I’ve developed a new package for R known as rdatastore
that is avaliable at cloudyr/rdatastore. rdatastore
provides an interface for Google Cloud’s datastore service. Google Cloud Datastore is a NoSQL database, which makes provides a mechanism for storing and retrieving heterogeneous data. Although Google Datastore is not useful for storing large datasets, it has a number of useful applications within R. For example:
- Saving and loading credentials for use with other services.
- Caching data. This is implemented using datastore in my version of the memoise package.
- Saving/loading universally used pieces of data (e.g. parameters, options, settings) across systems or between work/home.
- Storage and retrieval of small (<10,000 row) datasets. Useful for integration of summary datasets.
The last two reasons are the primary motivation for developing rdatastore
. Parallelized pipelines can simultaneously submit results to datastore (across many nodes or machines), and the results are obtainable for analysis within R. Settings can be updated on one machine and retrieved on others as well, obviating the need to modify virtual machines or scripts in many cases.
__The datastore interface can be used to view and edit data.__
Setup
- Setup a Google Cloud Platform and create a new project.
- Download the Google Cloud SDK. This provides a command line based
gcloud
command. - Install rdatastore
devtools::install_github("cloudyr/rdatastore")
Usage
Authentication
library(rdatastore)
authenticate_datastore("andersen-lab") # Enter your project ID here. rdatastore will authenticate using Oauth.
Storing Data
commit()
Individual entitites can be stored using commit()
. You have to supply a kind (which is analogous to a table in relational database systems). You may optionally submit a name. Any additional arguments supplied are added as properties. Datatypes are inferred from R datatypes. For example:
commit(kind = "Car", name = "Tesla", wheels = 4) # Stores a new entity named 'Tesla'
Result
kind | name | wheels |
---|---|---|
car | Tesla | 4 |
Important! Stick with basic datatypes like character vectors, integers, doubles, binary, and datetime objects. Not all datatypes are supported.
I designed rdatastore
to make it easier to append data rather than overwrite it. This is abit against the grain as far as other datastore libraries go. For example:
commit(kind = "Car", name = "Tesla", electric = TRUE) # Stores a new entity named 'Tesla'
The entity will now be:
kind | name | wheels | electric |
---|---|---|---|
Car | Tesla | 4 | TRUE |
If you want to overwrite the entity, you can use keep_existing = FALSE
, and the original data will be wiped and replaced.
When using commit()
you can omit the name
parameter in which case Google datastore will autogenerate an ID for the entity. I’m not sure where this is useful. You won’t be able to look the item up without knowing its ID or by performing a query on the entities data.
lookup()
Retrieve data by specifying its kind
and name
.
lookup("Car", "Tesla")
kind | name | wheels | electric |
---|---|---|---|
Car | Tesla | 4 | TRUE |
gql()
You can query items using the Google Query Language (GQL). GQL is a lot like SQL.
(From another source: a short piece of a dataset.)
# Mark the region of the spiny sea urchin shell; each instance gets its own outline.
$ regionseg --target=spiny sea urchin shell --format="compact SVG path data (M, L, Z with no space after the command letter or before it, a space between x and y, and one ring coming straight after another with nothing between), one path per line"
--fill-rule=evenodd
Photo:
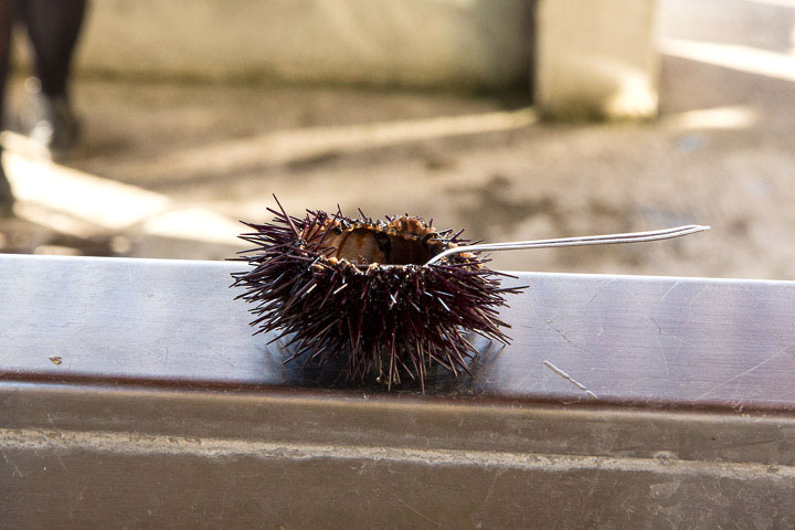
M391 386L407 374L424 385L435 364L468 372L477 350L467 331L508 342L497 308L521 287L501 288L507 275L471 253L425 265L466 243L463 231L436 232L409 214L373 220L361 210L358 219L307 210L298 219L268 211L271 223L244 223L253 232L241 235L255 246L237 259L254 268L232 276L246 289L237 298L255 304L257 333L278 331L273 340L294 346L288 361L347 356L349 380L374 374Z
# Lets commit a few more items
commit("Car", "VW", electric = FALSE)
commit("Car", "Honda", make = "Odyssey", wheels = 4)
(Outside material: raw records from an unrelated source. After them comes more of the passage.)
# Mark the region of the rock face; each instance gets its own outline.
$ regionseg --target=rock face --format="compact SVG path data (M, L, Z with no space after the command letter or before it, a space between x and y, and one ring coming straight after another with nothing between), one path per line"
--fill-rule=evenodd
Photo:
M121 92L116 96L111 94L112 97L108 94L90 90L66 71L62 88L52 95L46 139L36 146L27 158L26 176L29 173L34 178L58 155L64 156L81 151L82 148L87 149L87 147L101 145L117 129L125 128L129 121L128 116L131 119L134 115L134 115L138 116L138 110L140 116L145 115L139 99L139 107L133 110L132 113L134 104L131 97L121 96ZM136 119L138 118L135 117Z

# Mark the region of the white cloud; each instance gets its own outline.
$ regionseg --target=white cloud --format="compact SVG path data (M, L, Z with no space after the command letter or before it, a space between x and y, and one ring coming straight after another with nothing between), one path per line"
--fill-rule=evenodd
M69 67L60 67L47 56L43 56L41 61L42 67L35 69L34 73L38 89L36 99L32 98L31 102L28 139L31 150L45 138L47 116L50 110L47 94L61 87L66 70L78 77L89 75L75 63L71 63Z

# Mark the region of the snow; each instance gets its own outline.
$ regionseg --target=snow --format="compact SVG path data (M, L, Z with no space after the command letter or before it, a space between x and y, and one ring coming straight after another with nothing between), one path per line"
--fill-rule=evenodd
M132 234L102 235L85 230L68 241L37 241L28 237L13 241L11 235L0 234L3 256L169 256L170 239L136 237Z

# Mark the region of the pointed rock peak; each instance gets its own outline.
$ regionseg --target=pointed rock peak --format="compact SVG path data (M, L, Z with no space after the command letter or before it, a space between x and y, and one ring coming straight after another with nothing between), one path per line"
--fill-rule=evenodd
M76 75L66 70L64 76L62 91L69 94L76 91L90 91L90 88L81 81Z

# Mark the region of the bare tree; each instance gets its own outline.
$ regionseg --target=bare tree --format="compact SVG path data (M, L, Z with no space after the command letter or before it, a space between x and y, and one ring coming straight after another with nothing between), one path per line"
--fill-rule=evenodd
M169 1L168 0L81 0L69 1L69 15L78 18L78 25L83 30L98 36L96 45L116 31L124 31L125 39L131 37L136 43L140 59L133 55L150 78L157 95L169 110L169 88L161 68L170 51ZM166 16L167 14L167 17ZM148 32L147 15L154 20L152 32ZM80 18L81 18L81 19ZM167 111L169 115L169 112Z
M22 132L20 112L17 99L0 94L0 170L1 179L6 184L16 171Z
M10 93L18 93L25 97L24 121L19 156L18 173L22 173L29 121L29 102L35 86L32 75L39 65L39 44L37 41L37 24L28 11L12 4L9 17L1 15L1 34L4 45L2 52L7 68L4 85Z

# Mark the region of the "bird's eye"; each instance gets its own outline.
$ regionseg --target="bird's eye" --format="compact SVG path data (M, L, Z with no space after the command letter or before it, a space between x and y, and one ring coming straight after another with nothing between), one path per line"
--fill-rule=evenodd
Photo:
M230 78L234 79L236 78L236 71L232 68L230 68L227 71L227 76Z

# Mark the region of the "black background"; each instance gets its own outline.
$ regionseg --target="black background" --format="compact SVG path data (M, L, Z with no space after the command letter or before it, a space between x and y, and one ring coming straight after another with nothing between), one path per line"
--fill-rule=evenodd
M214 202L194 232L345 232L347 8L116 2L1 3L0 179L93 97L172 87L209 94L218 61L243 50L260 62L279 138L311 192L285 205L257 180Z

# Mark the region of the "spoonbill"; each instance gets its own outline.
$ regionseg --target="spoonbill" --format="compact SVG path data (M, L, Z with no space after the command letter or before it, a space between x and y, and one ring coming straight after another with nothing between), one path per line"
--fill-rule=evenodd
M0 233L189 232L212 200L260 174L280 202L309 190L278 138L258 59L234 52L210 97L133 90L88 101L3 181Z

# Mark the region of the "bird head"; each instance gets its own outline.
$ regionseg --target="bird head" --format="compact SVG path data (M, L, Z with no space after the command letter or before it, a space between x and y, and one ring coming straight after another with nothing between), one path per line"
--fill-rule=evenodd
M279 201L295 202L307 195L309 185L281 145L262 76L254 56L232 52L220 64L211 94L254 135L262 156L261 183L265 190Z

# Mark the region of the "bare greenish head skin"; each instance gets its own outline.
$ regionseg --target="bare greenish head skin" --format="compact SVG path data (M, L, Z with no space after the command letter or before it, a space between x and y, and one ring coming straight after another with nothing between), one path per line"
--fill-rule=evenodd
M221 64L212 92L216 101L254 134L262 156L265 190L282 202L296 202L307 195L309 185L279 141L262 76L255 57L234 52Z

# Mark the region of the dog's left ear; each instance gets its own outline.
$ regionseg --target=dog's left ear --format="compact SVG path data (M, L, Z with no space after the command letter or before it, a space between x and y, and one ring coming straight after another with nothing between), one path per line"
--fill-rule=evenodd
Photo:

commit("Car", "Reliant", make = "Robin", wheels = 3)
gql("SELECT * FROM Car")
kind | name | make | wheels | electric |
---|---|---|---|---|
Car | Honda | Odyssey | 4 | NA |
Car | Reliant | Robin | 3 | NA |
Car | Tesla | NA | 4 | TRUE |
Car | VW | NA | NA | FALSE |
Notice that some some properties are NA
because they were never specified.
We can also query specific properties - but this will only return entitites with those properties defined.
gql("SELECT make FROM Car")
kind | name | make |
---|---|---|
Car | Honda | Odyssey |
Car | Reliant | Robin |
You can also filter on properties with GQL:
gql("SELECT * FROM Car WHERE wheels = 3")
kind | name | make | wheels |
---|---|---|---|
Car | Reliant | Robin | 3 |